T-09: Build the LangGraph

Implement the 30-node LangGraph graph.

Research questions: - What does each node function do? Stub initially, then wired to agent (T-02) per mission (T-04)? - How are 30 nodes added to the graph? Programmatic loop or 30 individual add_node calls? - Edge generation: manual edges or computed from phase labels? (Nodes in same phase connected sequentially? Cross-phase edges explicit?) - State schema: what keys exist? nodes, edges, unit, phase_labels, history, turn? - How does the unit's position update? Node function sets state["unit"]["current_node"] = "node_14"? - Access gating: how does the node function know what other nodes' outputs to include in context? - Output locale: where does node output get written? Wiki page? Forgejo issue comment? State key? - What's the LangGraph compile command? graph = builder.compile(checkpointer=SqliteSaver(...))? - Does the graph compile + run on Pi 4 within reasonable time? (<5 seconds compile, <1 second per super-step)

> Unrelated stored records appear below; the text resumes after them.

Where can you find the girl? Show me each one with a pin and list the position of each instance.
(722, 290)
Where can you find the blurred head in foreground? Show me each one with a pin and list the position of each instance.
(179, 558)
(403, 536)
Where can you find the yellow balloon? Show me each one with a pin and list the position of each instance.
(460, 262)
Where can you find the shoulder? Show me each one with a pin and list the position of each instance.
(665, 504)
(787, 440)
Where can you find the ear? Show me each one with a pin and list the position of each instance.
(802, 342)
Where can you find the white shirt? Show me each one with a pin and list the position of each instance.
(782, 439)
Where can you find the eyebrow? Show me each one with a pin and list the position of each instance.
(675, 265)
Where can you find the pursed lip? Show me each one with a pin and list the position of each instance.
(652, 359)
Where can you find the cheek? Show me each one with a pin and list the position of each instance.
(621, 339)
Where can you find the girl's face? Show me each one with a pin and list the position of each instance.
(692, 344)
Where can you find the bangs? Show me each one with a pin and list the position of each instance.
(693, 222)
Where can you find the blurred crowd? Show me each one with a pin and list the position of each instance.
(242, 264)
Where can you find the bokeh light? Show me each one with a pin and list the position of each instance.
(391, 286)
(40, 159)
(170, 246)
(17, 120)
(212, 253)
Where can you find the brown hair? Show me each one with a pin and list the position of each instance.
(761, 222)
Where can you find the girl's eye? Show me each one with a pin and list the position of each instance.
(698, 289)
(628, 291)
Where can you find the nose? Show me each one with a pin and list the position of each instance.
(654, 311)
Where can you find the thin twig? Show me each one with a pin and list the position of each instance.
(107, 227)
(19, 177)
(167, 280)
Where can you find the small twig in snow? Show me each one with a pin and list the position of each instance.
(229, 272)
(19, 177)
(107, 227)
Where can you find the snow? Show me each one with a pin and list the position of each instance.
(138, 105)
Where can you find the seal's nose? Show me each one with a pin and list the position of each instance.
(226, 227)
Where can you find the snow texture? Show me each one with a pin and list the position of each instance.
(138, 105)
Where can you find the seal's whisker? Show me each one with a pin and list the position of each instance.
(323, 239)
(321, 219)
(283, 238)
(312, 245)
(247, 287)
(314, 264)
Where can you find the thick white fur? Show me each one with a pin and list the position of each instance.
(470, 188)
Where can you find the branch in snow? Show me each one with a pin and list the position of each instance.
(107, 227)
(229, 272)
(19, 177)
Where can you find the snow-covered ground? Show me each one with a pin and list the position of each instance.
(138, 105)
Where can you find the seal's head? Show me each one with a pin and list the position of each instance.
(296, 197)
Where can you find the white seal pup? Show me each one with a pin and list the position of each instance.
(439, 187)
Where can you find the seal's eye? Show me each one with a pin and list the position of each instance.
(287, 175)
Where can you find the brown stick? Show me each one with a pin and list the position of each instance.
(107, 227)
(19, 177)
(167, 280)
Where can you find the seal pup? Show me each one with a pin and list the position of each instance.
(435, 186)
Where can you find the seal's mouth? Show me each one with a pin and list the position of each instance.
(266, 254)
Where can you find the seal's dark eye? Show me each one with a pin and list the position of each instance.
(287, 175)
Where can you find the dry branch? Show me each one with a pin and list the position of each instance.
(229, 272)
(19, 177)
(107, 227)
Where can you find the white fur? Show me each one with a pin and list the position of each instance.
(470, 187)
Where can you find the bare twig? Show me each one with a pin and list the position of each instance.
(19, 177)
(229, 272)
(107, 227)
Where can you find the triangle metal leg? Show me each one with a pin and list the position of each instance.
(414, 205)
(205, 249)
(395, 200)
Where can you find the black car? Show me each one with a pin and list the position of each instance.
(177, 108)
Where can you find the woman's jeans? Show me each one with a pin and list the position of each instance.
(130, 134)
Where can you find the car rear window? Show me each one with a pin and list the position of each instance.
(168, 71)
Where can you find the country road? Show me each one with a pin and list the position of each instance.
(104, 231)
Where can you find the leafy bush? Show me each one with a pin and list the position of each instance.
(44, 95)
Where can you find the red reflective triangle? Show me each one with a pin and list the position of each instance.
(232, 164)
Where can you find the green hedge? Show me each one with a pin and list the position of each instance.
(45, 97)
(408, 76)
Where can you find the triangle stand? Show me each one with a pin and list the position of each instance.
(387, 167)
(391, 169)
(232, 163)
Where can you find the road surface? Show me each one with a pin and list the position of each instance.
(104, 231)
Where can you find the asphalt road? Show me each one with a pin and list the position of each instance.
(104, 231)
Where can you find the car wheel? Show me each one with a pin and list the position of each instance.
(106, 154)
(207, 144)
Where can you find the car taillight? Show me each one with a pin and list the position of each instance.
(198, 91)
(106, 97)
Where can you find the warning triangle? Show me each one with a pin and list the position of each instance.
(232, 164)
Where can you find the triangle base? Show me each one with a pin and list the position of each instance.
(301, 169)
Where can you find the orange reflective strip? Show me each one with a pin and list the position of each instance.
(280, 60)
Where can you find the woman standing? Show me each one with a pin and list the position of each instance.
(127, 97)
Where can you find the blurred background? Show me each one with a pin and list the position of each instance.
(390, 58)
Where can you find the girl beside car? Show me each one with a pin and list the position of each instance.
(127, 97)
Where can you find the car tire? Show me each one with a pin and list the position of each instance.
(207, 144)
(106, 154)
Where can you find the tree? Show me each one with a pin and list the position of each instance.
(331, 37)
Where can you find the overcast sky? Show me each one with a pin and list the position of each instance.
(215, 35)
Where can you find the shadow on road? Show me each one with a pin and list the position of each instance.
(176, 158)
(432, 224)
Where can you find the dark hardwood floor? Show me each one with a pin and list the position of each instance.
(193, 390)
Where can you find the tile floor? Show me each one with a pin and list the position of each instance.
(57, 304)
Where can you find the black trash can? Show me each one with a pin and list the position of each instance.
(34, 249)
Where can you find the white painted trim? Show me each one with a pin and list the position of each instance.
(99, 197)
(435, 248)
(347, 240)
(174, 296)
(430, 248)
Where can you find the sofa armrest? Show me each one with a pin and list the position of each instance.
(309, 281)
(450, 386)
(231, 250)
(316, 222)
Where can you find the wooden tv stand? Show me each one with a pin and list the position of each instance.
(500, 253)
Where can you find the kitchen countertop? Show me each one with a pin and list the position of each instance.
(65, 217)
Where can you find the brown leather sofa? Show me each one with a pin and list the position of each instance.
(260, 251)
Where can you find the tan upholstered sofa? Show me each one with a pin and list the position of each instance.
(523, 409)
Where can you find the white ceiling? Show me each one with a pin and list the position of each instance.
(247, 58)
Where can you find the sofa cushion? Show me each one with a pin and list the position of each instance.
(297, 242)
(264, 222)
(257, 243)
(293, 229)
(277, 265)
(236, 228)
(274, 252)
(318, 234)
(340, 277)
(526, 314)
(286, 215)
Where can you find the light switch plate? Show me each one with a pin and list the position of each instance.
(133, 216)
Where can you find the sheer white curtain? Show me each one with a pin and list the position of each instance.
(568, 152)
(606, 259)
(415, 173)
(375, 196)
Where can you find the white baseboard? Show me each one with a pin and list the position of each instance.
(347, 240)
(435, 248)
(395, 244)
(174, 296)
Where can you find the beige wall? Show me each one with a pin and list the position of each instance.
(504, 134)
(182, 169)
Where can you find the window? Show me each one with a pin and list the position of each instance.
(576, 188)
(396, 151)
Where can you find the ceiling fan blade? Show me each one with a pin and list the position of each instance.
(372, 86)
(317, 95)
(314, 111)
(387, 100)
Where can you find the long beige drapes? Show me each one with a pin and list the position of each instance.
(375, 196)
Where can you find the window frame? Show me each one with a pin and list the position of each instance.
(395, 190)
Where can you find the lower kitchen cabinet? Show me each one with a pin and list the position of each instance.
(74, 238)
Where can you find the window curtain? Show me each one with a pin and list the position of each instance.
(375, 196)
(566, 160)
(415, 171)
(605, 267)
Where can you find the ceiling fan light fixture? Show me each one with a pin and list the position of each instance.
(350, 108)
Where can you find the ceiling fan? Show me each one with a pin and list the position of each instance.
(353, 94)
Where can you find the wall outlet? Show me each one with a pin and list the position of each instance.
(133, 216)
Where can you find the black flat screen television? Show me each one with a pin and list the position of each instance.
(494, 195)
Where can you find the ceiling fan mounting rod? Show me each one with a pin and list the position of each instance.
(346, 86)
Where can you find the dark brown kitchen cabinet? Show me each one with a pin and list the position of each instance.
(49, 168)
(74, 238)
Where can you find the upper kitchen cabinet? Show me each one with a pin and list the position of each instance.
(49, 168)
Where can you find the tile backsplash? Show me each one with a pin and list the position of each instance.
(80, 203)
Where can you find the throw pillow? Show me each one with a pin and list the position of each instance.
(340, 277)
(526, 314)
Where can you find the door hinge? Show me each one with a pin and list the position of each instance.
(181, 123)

Resource refs: - LangGraph StateGraph API: https://docs.langchain.com/oss/python/langgraph/graph-api - LangGraph checkpointer: https://docs.langchain.com/oss/python/langgraph/persistence - LangGraph interrupt(): https://docs.langchain.com/oss/python/langgraph/interrupts - LangGraph Command: https://reference.langchain.com/python/langgraph/types/Command - LangGraph Send: https://reference.langchain.com/python/langgraph/types/Send - Pearl Brain: research-sandshrew-20260511-180837-57495d32 (LangGraph core mechanisms) - Wiki ref: [[langgraph-node-anatomy]] (full node anatomy — state, config, runtime, return types) - Wiki ref: [[langgraph-unit-node-interaction-model]] (unit state schema, access gating, output locales) - Wiki ref: [[langgraph-hex-node-mapping]] (scale characteristics for N-node graphs)


Dependency Graph

T-00 (Pi start state) ── foundation, informs everything

T-01 (Wargame toolchain) ────┐
T-02 (Agent config) ─────────┤
T-03 (LangGraph config) ─────┤
T-04 (Mission selection) ────┤──► T-06 (Wiring) ──► T-09 (Build LangGraph) ──┐
T-05 (UI design) ────────────┘                                                
                                                                              ├──► T-08 (Bake)
T-07 (Draw UI) ──────────────────────────────────────────────────────────────┘

Spec/PRD Output

After all 10 tasks are informed (one by one, interactively), the compiled output will serve as: - A build spec for LangGraph backend implementation sessions - A render spec for Wargame/pygame UI sessions - A wiring spec for HTTP bridge sessions - A deployment spec for Pi setup sessions

Each task's output becomes a section of the final PRD.